The National Archives is taking a hard look at social media. According to the article, “In November 2011, conversations about connection technologies have shifted from whether governments should use social media to how governments should use social media. Facebook, Flickr, Twitter and YouTube are part of the default template for the websites of newly elected officials. As the year comes to an end, the risks and rewards of Web 2.0 are better known for both citizens and government alike. People from every walk of life naturally have questions about what the explosion of social media will mean for the future of society, including difficult questions about what this new landscape will mean for privacy, security, freedom of expression and online identity.”

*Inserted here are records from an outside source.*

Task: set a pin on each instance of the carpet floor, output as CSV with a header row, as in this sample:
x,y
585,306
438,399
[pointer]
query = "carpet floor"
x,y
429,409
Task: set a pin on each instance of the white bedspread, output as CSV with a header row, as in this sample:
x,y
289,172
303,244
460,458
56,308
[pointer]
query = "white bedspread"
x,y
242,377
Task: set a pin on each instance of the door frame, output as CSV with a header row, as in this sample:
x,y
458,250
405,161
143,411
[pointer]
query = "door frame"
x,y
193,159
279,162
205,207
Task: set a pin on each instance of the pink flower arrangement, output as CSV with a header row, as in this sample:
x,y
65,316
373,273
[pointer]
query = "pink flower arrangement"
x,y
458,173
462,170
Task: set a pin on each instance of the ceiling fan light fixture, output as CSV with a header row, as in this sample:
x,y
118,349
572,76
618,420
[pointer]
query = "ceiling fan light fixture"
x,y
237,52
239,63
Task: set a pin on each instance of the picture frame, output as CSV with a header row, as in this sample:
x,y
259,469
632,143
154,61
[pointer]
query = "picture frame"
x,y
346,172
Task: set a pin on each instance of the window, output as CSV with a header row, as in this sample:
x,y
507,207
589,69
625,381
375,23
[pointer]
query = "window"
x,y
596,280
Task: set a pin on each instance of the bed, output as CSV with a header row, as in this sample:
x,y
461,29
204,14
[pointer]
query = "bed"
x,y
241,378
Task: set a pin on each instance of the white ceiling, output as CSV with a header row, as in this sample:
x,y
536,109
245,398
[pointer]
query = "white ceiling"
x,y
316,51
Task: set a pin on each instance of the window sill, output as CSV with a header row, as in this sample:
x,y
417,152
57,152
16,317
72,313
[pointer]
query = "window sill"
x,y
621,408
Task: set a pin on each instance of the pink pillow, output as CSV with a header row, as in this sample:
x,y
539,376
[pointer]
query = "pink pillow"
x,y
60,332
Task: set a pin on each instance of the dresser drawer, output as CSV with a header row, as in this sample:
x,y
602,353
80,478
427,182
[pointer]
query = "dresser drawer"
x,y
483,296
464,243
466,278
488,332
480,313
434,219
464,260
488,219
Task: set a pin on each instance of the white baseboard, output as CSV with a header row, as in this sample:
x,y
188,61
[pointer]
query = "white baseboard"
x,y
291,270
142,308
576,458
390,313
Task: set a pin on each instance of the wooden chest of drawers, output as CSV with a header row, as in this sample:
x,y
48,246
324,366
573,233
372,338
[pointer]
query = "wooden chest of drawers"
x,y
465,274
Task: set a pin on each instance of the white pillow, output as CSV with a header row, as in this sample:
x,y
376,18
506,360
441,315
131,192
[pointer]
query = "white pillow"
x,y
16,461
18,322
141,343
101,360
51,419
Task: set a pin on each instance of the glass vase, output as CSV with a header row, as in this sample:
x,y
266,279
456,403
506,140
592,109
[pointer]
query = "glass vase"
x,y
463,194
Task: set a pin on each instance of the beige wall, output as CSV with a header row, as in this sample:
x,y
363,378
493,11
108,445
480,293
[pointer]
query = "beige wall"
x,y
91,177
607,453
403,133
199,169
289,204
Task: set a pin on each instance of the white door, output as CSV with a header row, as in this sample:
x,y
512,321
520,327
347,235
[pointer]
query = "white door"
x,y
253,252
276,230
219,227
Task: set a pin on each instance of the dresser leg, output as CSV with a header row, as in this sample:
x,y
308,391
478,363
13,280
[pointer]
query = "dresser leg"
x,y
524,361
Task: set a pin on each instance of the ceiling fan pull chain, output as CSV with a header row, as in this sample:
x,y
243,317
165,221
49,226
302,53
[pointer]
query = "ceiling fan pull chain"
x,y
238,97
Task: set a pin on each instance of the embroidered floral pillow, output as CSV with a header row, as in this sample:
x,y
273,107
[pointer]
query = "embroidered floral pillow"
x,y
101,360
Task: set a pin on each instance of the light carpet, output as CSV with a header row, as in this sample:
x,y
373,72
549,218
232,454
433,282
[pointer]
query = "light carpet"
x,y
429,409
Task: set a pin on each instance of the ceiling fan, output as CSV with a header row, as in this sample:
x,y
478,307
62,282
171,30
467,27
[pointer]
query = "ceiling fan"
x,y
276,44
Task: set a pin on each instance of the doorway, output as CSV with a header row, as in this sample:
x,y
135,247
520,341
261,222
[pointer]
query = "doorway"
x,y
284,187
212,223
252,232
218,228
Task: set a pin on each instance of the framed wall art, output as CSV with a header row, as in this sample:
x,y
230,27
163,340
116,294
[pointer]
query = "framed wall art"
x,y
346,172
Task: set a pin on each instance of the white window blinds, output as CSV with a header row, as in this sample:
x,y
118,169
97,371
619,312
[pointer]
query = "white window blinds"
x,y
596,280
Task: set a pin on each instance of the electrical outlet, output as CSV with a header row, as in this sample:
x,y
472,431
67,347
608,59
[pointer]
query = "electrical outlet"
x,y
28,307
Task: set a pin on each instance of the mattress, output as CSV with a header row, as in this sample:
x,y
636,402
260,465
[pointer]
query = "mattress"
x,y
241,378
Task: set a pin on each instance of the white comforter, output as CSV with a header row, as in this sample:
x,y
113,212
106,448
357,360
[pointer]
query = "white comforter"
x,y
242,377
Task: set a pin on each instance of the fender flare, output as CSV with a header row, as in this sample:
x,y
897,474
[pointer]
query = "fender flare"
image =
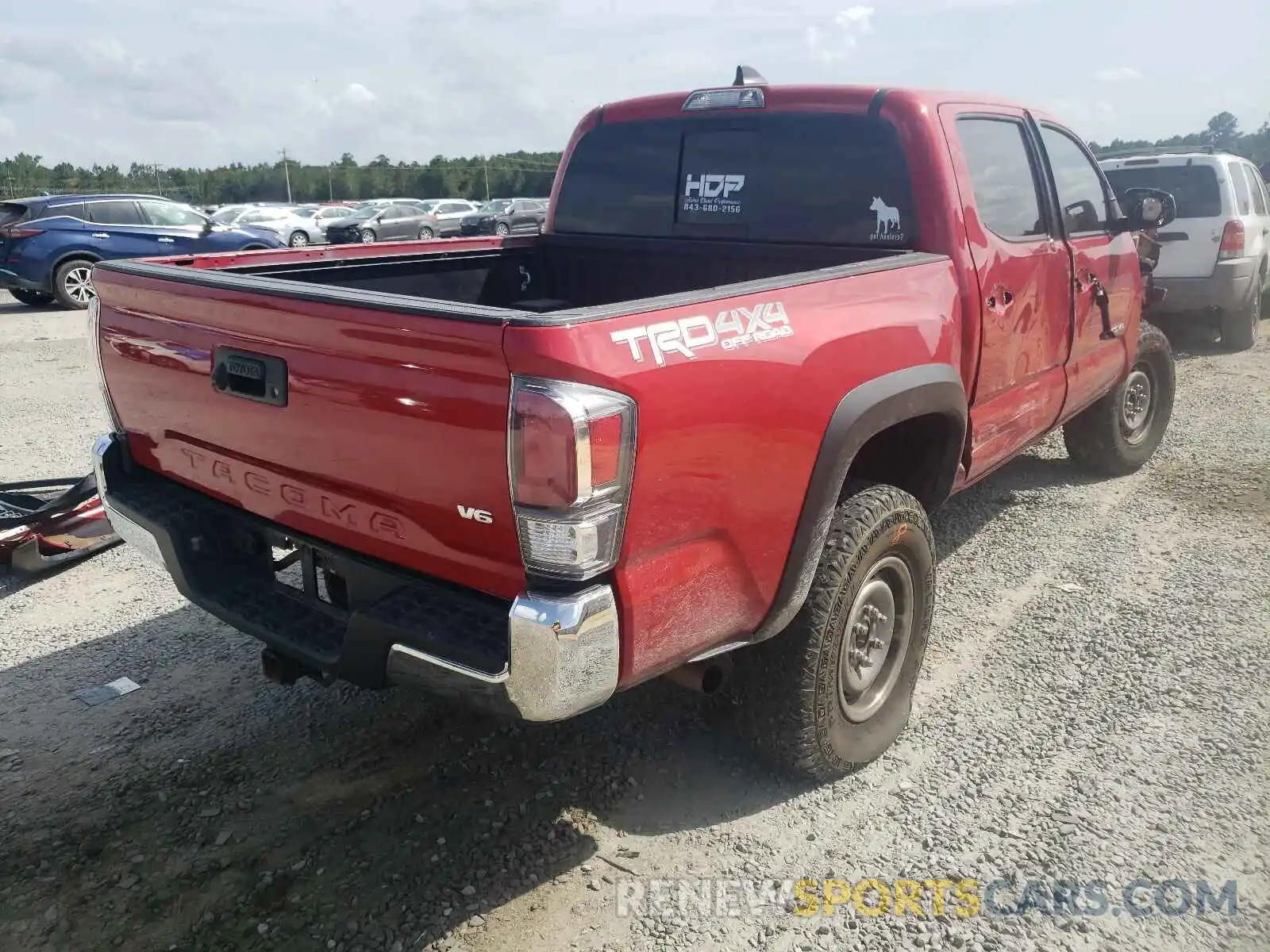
x,y
860,416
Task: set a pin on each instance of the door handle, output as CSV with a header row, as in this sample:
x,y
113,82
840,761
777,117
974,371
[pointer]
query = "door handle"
x,y
1006,298
1104,304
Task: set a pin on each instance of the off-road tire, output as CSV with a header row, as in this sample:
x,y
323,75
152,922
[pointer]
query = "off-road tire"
x,y
1240,329
787,689
32,298
1098,440
67,282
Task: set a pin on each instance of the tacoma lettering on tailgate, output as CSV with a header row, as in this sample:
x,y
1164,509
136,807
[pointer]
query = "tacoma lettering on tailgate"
x,y
277,494
732,329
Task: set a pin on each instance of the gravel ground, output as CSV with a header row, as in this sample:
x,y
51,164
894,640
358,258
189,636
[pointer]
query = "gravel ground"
x,y
1095,708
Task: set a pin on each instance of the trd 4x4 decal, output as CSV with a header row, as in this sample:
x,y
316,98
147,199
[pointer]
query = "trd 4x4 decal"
x,y
732,329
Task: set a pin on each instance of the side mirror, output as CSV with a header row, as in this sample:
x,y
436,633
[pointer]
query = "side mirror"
x,y
1147,209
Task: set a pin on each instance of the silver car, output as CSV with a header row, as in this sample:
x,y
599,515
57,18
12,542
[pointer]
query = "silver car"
x,y
450,213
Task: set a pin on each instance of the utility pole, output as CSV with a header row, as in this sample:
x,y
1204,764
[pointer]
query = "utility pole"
x,y
286,171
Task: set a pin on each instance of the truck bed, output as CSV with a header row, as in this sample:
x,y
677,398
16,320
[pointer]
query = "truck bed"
x,y
484,279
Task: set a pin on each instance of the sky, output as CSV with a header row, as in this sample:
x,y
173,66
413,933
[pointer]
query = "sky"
x,y
216,82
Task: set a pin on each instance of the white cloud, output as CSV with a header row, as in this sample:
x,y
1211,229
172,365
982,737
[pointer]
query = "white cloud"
x,y
1118,74
1083,113
359,94
829,44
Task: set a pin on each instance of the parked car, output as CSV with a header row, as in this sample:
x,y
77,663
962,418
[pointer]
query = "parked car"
x,y
450,213
506,216
300,226
391,222
698,427
1213,260
48,244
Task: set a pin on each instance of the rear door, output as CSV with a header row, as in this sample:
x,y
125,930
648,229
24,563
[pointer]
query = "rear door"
x,y
1100,260
1189,245
1024,272
181,230
118,230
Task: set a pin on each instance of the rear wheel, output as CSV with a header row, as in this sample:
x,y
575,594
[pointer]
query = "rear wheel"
x,y
1240,329
32,298
1118,435
73,283
835,689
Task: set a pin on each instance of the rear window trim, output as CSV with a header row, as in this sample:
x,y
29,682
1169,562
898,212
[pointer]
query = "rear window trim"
x,y
749,232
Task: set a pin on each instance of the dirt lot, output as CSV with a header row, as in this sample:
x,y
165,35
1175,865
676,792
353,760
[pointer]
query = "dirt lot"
x,y
1095,708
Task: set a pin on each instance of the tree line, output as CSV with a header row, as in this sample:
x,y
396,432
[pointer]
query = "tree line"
x,y
482,177
1222,133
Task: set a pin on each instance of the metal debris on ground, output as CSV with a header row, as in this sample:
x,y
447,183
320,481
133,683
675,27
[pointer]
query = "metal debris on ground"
x,y
107,692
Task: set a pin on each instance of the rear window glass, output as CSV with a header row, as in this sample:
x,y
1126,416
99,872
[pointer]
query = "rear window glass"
x,y
781,177
1193,187
1242,200
1259,198
12,213
75,209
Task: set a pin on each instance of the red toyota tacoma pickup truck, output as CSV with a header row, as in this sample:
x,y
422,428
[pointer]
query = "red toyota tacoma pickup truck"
x,y
696,424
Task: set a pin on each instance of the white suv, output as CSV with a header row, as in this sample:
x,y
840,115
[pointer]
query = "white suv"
x,y
1214,255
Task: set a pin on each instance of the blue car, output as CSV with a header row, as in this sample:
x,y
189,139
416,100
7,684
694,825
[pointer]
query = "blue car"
x,y
48,244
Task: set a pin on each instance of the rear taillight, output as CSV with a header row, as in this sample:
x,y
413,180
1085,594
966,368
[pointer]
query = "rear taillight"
x,y
16,232
1232,240
572,454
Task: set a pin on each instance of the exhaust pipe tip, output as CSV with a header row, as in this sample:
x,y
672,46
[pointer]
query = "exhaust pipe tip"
x,y
285,670
702,677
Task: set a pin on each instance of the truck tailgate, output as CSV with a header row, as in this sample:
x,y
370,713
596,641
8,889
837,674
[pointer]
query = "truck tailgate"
x,y
387,435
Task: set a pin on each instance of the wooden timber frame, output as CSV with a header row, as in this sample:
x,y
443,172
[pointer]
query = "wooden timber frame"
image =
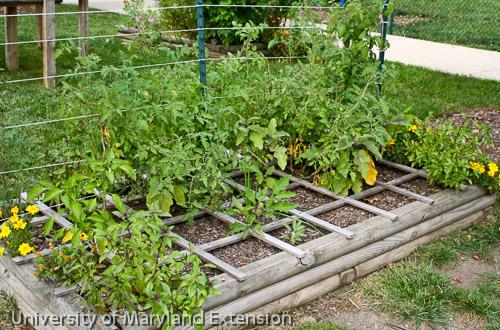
x,y
297,274
45,23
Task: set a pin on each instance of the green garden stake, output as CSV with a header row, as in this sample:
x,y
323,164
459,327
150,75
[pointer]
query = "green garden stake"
x,y
391,26
200,25
385,22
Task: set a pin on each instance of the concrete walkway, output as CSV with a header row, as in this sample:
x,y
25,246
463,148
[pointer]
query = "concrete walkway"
x,y
460,60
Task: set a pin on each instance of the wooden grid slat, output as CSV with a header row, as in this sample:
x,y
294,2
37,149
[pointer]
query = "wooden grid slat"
x,y
406,192
47,211
348,200
403,168
323,224
316,211
263,237
202,250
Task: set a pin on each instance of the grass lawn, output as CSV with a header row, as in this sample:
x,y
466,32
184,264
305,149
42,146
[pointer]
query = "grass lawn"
x,y
425,92
435,287
431,93
463,22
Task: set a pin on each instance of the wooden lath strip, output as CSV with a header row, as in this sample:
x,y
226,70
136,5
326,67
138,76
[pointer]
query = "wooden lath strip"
x,y
185,244
316,211
348,200
403,168
210,258
263,237
406,192
304,216
323,224
47,211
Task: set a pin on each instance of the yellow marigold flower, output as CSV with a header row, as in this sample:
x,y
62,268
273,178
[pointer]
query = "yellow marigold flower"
x,y
25,248
14,218
32,209
67,237
5,232
14,210
493,169
477,167
19,224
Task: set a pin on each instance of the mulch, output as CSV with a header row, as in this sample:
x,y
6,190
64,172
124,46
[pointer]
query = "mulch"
x,y
207,229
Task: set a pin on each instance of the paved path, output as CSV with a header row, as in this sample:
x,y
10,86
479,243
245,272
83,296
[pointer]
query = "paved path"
x,y
433,55
460,60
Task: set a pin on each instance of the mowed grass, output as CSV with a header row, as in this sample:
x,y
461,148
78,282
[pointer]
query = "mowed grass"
x,y
431,93
425,92
417,291
462,22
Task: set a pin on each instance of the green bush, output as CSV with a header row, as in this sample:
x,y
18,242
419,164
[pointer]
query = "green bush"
x,y
224,17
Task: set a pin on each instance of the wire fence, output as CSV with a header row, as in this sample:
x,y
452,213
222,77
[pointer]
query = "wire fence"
x,y
462,22
20,78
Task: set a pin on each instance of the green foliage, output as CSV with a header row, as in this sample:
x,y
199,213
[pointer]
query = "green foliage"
x,y
264,198
450,154
226,17
138,271
297,231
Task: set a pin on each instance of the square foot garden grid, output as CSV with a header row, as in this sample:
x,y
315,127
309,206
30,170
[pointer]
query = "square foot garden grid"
x,y
346,237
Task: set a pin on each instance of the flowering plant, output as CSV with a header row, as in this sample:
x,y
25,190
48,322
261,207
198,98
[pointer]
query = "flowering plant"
x,y
15,233
452,155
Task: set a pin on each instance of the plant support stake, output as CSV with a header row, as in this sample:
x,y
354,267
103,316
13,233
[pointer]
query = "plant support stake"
x,y
200,25
385,22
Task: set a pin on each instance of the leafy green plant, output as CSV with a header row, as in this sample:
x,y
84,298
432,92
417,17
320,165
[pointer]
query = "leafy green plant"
x,y
226,17
450,154
297,231
129,264
263,198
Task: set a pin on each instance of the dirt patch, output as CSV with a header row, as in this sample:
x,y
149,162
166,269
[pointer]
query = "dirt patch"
x,y
470,270
310,234
308,199
386,174
204,230
422,187
388,200
346,216
245,252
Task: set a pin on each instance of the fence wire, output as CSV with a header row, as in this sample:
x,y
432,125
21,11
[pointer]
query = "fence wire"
x,y
28,166
462,22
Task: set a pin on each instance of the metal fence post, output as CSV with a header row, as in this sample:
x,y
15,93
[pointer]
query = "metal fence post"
x,y
384,23
391,26
200,25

It continues, “It’s in that context that the National Archives recently convened a conversation about ‘What’s Next?’ at the McGowan Theater in its headquarters in Washington, D.C. David Ferriero, the Archivist of the United States of America (AOTUS), introduced the forum on social media: ‘Access to records in this century means digital access. For many people, if it is not online, it doesn’t exist. The use of social media to increase access is the new norm. NARA [National Archives and Records Administration] has been going after innovative tools and projects that increase digital access to our records, including projects that invite public participation. We are developing a Citizen Archivist Dashboard that will encourage the public to pitch in via social media tools on a number of our projects.’ Ferriero introduced the idea of a ‘citizen archivist’ after he joined the National Archives in 2009. Now, the National Archives is moving forward with enlisting the help of the people in identifying, digitizing and archiving the nation’s history with the use of the Internet.”